Coopération avec Diwan Al Madhalim, l’IGF et la Cour des comptes
Pour accomplir sa mission, l’IGAT coopère également avec d’autres structures, à commencer par Diwan al Madhalim, dont elle est l’interlocuteur au sein du ministère de l’intérieur. Ainsi, l’année dernière, des 4 320 requêtes et doléances traitées, quelques 330 provenaient de l’ombudsman marocain. Bien que son domaine d’intervention soit relativement différent de celui de l’Inspection générale des finances (IGF), les deux structures coordonnent leurs activités pour ne pas mener d’enquêtes simultanément, au même endroit. Enfin, plusieurs activités sont également menées en coordination avec la Cour des comptes. Si c’est face à la montée en puissance des cours régionales des comptes que l’IGAT se tourne de plus en plus vers l’audit, l’inspection continue de faire appel à  la Cour en cas de besoin. Ainsi, l’IGAT n’a pas le pouvoir d’attaquer en justice de manière directe mais, entre 2008 et aujourd’hui, elle a communiqué «pour information et à toutes fins utiles» 32 rapports d’inspection relatifs à la gestion de 31 communes aux Cours régionales des comptes et à la Cour des comptes. La Cour n’est cependant pas le seul canal de l’IGAT vers les mesures judiciaires : sur la même période, 13 rapports d’inspection ont été communiqués à la justice, soit via le ministère, soit par les gouverneurs ou présidents communaux. Trois autres rapports sont également passés par la BNPJ.

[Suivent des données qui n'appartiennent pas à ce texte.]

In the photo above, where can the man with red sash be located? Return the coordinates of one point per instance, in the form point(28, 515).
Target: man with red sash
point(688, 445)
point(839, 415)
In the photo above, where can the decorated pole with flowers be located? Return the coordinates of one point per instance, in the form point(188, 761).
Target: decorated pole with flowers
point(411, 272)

En 2008, l’IGAT a effectué 73 missions d’audit mais aussi 115 missions d’inspection, dont 65 ont porté sur la gestion des communes. A ces dernières s’ajoutent l’étude et l’instruction de 17 opérations de contrôle déconcentré menées par les commissions provinciales. Il convient de reconnaître une chose : le  gros des ces travaux s’est soldé par des recommandations à l’intention des administrations et collectivités locales examinées. Dans certains cas, des fonctionnaires, eux aussi,  ont fait l’objet de sanctions disciplinaires à la suite de ces recherches. Même si, les élus, et en tête les présidents et vice-présidents de communes, arrivent en tête des sanctions (voir graphes), souvent du fait d’infractions commises en relation avec les domaines de l’urbanisme ou les dépenses des communes (plus de 50% des motifs de sanctions administratives), suivies du non-respect de la légalité des actes ou encore d’infractions relatives aux recettes. A noter qu’une différence se dégage entre communes urbaines et rurales : si dans les premières, il est parfois difficile de parler de mauvaise gestion ou de détournements, étant donné les moyens réduits à la disposition des gestionnaires, il existe un manque en matière de culture de gestion. Cela n’est pas le cas dans les communes urbaines, où l’on trouve des profils à même de gérer efficacement les communes, mais où les sommes d’argent et le nombre de marchés pouvant être sujets à problèmes est plus important. Malgré cela, les erreurs commises de bonne foi restent relativement fréquentes, et devraient être éliminées sans grande difficulté.